Das Problem mit dem "Thermofenster"

Stein des Anstoßes ist die verharmlosend als Thermofenster berühmt gewordene temperaturgesteuerte Abschaltautomatik in der Abgasreinigung. Die Abgasrückführung von Dieselfahrzeugen diverser Fahrzeughersteller wird dabei bei bestimmten Außentemperaturen gedrosselt oder ganz außer Kraft gesetzt, sodass höhere Stickstoffoxidemissionen (NOx) aus dem Auspuff kommen. Im vorliegenden Fahrzeug der Abgasklasse Euro5 wird die Abgasrückführung laut Gerichtsurteil bereits bei über null Grad Außentemperatur verringert – obwohl diese Temperatur innerhalb des "Bereichs der bei normalem Fahrzeugbetrieb zu erwartenden Bedingungen" liege.

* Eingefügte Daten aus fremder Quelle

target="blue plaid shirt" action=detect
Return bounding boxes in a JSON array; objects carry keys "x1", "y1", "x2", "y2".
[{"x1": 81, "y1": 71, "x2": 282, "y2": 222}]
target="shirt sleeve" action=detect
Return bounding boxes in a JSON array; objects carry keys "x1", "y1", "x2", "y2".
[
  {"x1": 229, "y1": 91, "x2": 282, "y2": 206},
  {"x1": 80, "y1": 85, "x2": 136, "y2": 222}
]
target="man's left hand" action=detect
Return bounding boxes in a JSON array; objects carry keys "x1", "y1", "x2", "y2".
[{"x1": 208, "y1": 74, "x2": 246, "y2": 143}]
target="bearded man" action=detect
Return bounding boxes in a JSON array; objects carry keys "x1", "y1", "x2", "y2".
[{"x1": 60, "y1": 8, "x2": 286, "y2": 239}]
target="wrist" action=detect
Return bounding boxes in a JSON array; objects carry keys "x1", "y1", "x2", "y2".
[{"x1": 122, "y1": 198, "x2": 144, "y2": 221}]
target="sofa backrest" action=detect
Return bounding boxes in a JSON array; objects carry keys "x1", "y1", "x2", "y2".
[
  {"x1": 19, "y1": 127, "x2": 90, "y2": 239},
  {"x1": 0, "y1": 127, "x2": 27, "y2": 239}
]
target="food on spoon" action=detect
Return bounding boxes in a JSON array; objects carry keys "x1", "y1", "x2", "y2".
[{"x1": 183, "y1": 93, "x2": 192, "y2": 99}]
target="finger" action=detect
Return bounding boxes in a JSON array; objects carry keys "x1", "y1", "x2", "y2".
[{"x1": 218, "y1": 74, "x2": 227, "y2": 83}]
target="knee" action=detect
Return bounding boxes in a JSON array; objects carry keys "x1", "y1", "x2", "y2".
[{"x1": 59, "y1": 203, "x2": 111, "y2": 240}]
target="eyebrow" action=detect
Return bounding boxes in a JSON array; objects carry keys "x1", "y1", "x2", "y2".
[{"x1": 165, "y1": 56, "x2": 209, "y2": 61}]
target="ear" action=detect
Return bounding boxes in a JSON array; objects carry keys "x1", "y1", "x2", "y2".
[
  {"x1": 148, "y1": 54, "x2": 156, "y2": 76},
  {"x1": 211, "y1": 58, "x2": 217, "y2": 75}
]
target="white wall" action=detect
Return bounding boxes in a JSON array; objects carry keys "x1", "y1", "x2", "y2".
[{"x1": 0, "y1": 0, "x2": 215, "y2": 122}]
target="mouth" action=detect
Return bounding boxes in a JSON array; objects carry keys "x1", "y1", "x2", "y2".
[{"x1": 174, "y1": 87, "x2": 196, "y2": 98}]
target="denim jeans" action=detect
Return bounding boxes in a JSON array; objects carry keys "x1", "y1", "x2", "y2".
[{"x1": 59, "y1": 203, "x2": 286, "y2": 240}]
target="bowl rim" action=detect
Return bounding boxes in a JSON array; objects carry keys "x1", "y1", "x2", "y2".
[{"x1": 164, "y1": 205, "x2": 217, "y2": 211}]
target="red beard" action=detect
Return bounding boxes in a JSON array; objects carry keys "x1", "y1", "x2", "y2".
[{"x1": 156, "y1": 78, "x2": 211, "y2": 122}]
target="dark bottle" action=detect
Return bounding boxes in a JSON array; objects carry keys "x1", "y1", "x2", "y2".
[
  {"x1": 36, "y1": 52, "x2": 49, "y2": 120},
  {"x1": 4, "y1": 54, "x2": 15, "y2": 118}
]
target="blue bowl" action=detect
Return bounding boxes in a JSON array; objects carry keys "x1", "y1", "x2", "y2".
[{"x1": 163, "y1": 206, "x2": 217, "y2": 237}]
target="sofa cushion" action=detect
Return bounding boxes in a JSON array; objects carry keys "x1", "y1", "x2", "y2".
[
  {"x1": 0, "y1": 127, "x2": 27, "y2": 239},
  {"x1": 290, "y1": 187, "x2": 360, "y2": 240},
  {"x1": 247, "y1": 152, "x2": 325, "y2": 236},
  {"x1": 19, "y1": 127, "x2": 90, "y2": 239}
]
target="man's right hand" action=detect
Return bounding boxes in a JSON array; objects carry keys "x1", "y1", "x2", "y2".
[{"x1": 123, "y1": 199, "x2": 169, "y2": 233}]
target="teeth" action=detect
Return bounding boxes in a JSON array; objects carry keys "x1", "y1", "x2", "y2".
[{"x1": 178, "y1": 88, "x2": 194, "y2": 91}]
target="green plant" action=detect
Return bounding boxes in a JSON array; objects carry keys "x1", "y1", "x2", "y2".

Um diese Automatik tobte ein wilder Streit, denn sie sei, betonten Daimler, Volkswagen und Co unisono, von der deutschen Zulassungsbehörde in Flensburg, dem Kraftfahrt-Bundesamt (KBA), zum Schutz des Motors (vor Versottung) und damit vor Unfällen genehmigt worden. Dieses sogenannte Thermofenster ist nicht zu verwechseln mit der 2015 bei Volkswagen in VW-, Audi-, Skoda- und Seat-Modellen (Baureihe EA189)verbauten Abschaltautomatik, die erkannte, ob das Fahrzeug auf dem Rollenprüfstand stand und nur dann die volle Leistung in der Abgasreinigung erbrachte. Diese Abschalteinrichtung wurde von Volkswagen mittels Softwareupdate neu konfiguriert und saniert, was laut Tests im realen Fahrbetrieb allerdings nur leidlich gelang.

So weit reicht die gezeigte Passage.